The core class GenericObjectPool creates a pool by receiving a PooledObjectFactory and a configuration object:

public GenericObjectPool(final PooledObjectFactory<T> factory, final GenericObjectPoolConfig<T> config)

As a concrete example, the Redis client Jedis uses Commons Pool 2. The factory’s makeObject method wraps a newly created Jedis instance in a DefaultPooledObject :

@Override
public PooledObject<Jedis> makeObject() throws Exception {
    Jedis jedis = null;
    try {
        jedis = new Jedis(jedisSocketFactory, clientConfig);
        jedis.connect();
        return new DefaultPooledObject<>(jedis);
    } catch (JedisException je) {
        if (jedis != null) {
            try { jedis.quit(); } catch (RuntimeException e) { logger.warn("Error while QUIT", e); }
            try { jedis.close(); } catch (RuntimeException e) { logger.warn("Error while close", e); }
        }
        throw je;
    }
}

When a client calls borrowObject , the pool first tries to poll an idle object from a LinkedBlockingDeque . If none is available, the factory creates a new instance; the method’s simplified logic is shown below:

public T borrowObject(final Duration borrowMaxWaitDuration) throws Exception {
    // omitted lines
    while (p == null) {
        create = false;
        // try to get from idle queue
        p = idleObjects.pollFirst();
        if (p == null) {
            p = create();
            if (p != null) { create = true; }
        }
        // omitted lines
    }
    // omitted lines
}

The pool’s behaviour is governed by many configuration fields in GenericObjectPoolConfig , such as maxTotal , maxIdle , minIdle , maxWaitMillis , testOnBorrow , testWhileIdle , etc. Understanding these parameters is essential for tuning performance.

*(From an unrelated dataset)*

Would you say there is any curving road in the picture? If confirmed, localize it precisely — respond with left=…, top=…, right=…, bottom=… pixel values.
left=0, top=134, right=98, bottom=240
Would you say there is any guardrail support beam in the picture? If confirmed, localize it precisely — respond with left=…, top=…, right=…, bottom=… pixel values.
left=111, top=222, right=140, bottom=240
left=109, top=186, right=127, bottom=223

Interview‑style questions often focus on the timeout setting ( maxWaitMillis ). A typical recommendation is to set it to the maximum latency the service can tolerate (e.g., 500‑1000 ms for a 10 ms normal response).

To quantify the benefit of pooling, a JMH benchmark compares using a pooled Jedis instance versus creating a new one each time. The benchmark code is:

@Fork(2)
@State(Scope.Benchmark)
@Warmup(iterations = 5, time = 1)
@Measurement(iterations = 5, time = 1)
@BenchmarkMode(Mode.Throughput)
public class JedisPoolVSJedisBenchmark {
    JedisPool pool = new JedisPool("localhost", 6379);

    @Benchmark
    public void testPool() {
        Jedis jedis = pool.getResource();
        jedis.set("a", UUID.randomUUID().toString());
        jedis.close();
    }

    @Benchmark
    public void testJedis() {
        Jedis jedis = new Jedis("localhost", 6379);
        jedis.set("a", UUID.randomUUID().toString());
        jedis.close();
    }
}

The results, plotted with meta‑chart , show that the pooled version achieves roughly five times the throughput of the non‑pooled version.

The article then shifts to the popular database connection pool HikariCP , the default in Spring Boot. Its performance advantages stem from three main techniques:

Replacing ArrayList with FastList to reduce bounds checks.

Byte‑code optimisation via Javassist , using invokestatic instead of invokevirtual .

Implementing a lock‑free ConcurrentBag to minimise contention.

Configuration advice includes setting maximumPoolSize to a realistic value (typically 20‑50 for most databases), leaving minimumIdle at its default (equal to maximumPoolSize ), and enabling only testWhileIdle with an appropriate eviction interval.

The concept of a “result cache pool” is introduced, highlighting the similarity between caching and pooling: both store processed objects in a fast‑access area to avoid repeated expensive creation.

Finally, the article summarises the key points: use pooling when object creation is costly, when objects can be reset and reused, and tune pool size, timeout, and eviction settings to achieve optimal performance. It also encourages readers to apply similar thinking to HTTP connection pools, RPC pools, and thread pools.